The EMI is set by the reducing-balance formula:

```
EMI = P × r × (1 + r)^n ÷ ((1 + r)^n − 1)
```

where P is the principal, r is the monthly rate (annual ÷ 12 as a decimal) and n is the number of months. Increasing **n** spreads repayment over more instalments, so each EMI shrinks. But interest is charged on the balance every month, and a longer tenure keeps that balance high for longer — so more interest accrues overall. The full mechanics are in [how EMI is calculated](/learn/how-emi-is-calculated/).

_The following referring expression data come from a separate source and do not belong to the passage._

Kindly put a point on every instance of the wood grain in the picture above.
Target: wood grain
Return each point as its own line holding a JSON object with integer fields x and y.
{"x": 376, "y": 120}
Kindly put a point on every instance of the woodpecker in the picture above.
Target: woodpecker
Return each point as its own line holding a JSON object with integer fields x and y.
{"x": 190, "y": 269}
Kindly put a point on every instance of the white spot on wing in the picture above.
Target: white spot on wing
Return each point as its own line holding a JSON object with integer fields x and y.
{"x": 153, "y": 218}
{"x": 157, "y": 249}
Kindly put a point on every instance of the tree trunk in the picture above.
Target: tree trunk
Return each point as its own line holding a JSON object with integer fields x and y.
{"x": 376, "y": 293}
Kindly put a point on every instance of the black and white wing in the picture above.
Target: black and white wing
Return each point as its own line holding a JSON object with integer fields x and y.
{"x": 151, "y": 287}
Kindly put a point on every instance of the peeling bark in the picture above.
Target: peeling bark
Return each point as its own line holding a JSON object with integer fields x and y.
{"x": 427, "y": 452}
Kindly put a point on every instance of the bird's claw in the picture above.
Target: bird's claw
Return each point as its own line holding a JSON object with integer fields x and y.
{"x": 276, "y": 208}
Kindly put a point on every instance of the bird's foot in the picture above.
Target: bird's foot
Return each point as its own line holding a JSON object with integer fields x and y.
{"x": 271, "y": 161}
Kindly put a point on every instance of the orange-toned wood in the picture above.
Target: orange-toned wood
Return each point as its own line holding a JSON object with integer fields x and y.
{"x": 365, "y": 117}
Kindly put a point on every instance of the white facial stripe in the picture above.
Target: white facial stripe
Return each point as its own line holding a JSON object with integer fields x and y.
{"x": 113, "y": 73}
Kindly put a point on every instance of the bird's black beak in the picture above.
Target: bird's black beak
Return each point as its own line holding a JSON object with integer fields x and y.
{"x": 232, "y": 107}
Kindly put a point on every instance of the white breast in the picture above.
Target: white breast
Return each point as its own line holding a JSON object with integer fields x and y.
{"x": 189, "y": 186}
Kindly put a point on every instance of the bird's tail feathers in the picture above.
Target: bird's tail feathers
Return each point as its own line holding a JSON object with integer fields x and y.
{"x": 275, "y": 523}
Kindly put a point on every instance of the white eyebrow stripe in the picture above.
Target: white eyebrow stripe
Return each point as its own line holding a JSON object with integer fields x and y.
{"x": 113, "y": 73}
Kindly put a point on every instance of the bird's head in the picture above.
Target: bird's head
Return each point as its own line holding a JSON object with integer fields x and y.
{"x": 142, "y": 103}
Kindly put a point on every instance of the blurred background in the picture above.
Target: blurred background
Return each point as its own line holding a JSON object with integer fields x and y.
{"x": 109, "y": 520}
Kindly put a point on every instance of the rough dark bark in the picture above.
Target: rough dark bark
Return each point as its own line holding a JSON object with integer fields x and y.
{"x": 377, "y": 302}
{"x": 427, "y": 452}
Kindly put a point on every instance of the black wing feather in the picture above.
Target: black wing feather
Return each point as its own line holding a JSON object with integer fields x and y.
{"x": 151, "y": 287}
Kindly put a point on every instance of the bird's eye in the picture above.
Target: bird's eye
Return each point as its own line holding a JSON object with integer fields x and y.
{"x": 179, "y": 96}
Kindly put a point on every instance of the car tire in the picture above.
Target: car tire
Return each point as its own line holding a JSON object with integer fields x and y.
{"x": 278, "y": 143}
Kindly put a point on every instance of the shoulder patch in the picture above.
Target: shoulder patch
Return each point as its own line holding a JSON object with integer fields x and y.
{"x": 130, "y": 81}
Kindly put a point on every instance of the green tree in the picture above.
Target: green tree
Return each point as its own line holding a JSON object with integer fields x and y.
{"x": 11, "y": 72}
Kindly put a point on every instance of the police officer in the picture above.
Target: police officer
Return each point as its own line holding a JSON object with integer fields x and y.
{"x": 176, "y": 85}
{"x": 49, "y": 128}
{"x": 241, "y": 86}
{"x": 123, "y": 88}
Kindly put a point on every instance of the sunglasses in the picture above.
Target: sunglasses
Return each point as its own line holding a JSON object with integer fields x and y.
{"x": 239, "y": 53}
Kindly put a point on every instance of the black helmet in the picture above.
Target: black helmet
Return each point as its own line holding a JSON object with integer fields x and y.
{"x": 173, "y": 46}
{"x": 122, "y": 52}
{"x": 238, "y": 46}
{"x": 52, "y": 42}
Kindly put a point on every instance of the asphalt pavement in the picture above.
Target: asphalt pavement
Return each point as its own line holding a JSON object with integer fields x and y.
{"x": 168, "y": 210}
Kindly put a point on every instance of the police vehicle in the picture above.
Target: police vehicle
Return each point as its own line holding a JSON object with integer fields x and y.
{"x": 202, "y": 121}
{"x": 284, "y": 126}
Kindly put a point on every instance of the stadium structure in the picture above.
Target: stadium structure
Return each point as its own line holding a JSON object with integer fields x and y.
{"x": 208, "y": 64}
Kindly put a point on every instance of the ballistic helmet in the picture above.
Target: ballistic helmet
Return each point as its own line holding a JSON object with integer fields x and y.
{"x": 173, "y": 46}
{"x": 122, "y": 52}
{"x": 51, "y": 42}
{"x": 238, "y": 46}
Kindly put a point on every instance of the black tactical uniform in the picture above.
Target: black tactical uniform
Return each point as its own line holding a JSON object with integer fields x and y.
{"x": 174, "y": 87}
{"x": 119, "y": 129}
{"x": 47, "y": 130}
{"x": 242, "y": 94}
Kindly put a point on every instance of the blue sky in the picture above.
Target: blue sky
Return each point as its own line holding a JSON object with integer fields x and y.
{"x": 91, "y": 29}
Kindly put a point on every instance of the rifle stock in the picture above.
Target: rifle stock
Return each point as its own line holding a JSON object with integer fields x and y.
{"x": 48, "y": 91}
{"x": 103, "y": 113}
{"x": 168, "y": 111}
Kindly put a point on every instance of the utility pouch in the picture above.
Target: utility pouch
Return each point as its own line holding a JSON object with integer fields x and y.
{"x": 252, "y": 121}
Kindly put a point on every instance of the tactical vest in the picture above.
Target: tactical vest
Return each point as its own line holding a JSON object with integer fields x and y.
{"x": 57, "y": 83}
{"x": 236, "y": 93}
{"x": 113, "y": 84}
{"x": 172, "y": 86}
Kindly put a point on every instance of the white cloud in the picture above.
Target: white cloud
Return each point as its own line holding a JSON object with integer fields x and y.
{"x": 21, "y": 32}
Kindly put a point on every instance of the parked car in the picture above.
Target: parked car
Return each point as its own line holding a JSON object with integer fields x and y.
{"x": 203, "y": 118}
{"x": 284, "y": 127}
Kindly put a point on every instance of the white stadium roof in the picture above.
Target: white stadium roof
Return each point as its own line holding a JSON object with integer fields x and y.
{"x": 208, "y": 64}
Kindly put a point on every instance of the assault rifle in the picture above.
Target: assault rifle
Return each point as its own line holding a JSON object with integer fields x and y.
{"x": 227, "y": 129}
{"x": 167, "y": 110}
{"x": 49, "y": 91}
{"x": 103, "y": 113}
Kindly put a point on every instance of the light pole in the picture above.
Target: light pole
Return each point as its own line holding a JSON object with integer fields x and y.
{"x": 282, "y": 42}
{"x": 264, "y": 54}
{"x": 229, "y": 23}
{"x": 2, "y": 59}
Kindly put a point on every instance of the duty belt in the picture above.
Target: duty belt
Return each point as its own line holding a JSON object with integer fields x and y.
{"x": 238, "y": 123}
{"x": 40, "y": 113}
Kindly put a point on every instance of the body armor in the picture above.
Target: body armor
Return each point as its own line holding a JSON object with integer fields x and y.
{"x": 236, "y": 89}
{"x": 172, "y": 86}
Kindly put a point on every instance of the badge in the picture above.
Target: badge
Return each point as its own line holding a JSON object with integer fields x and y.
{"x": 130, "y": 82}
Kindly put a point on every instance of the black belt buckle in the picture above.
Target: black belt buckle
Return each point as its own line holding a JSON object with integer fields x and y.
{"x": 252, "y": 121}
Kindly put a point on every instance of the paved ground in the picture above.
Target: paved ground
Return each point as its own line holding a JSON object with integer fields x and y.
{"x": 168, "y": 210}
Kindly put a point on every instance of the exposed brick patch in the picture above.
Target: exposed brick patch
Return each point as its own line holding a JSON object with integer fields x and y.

## Worked example: ₹10,00,000 at 9% across tenures

Hold the loan amount at ₹10,00,000 and the rate at 9%, and vary only the tenure:

| Tenure | EMI | Total interest |
| --- | --- | --- |
| 10 years (120 m) | ₹12,668 | ₹5,20,109 |
| 15 years (180 m) | ₹10,143 | ₹8,25,680 |
| 20 years (240 m) | ₹8,997 | ₹11,59,342 |
| 25 years (300 m) | ₹8,392 | ₹15,17,589 |

Two patterns stand out:

- **The EMI falls along a shrinking curve.** Going from 10 to 15 years cuts the EMI by about ₹2,525, but going from 20 to 25 years cuts it by only about ₹605. Each extra five years buys smaller and smaller monthly relief.
- **Total interest rises steeply.** It climbs from about ₹5.20 lakh at 10 years to about ₹15.18 lakh at 25 years — nearly three times as much — even though the EMI dropped by only a few thousand rupees.

You can reproduce and extend this with the [EMI calculator](/calculators/emi/). These are estimates; confirm against your sanction terms.

## The diminishing-returns trap

The table shows why stretching the tenure to "make the EMI affordable" can be a costly habit. The first few years of extra tenure deliver real monthly savings, but beyond a point you are paying a lot more total interest for very little reduction in EMI. Doubling the tenure never halves the EMI, because the balance stays high for longer and interest keeps accruing.

This is the mirror image of how [the interest rate affects EMI](/learn/how-interest-rate-affects-emi/): both rate and tenure feed the same reducing-balance engine, and both can quietly inflate your total cost while the monthly figure looks manageable.

## How to use tenure wisely

A practical way to balance affordability against cost:

1. **Pick the shortest tenure whose EMI you can comfortably afford.** This minimises total interest.
2. **Don't over-extend just to shave the EMI** — past a certain point you pay far more interest for trivial monthly savings.
3. **Use a longer tenure as a safety buffer, then prepay.** Take the longer term for a lower committed EMI, and when you have surplus, prepay to cut the effective tenure — see [how prepayment reduces EMI](/learn/how-prepayment-reduces-emi/).
4. **Recheck on any rate revision.** On floating-rate loans, lenders often adjust the tenure when rates change, which can quietly raise your total interest.

The bottom line: tenure is a trade-off, not a free lunch. A longer term lowers the EMI along a curve of diminishing returns while pushing total interest up steeply. Choose the shortest tenure you can sustain, consider prepaying a longer one, and use the [EMI calculator](/calculators/emi/) to compare options — treating every figure as an estimate to confirm with your lender.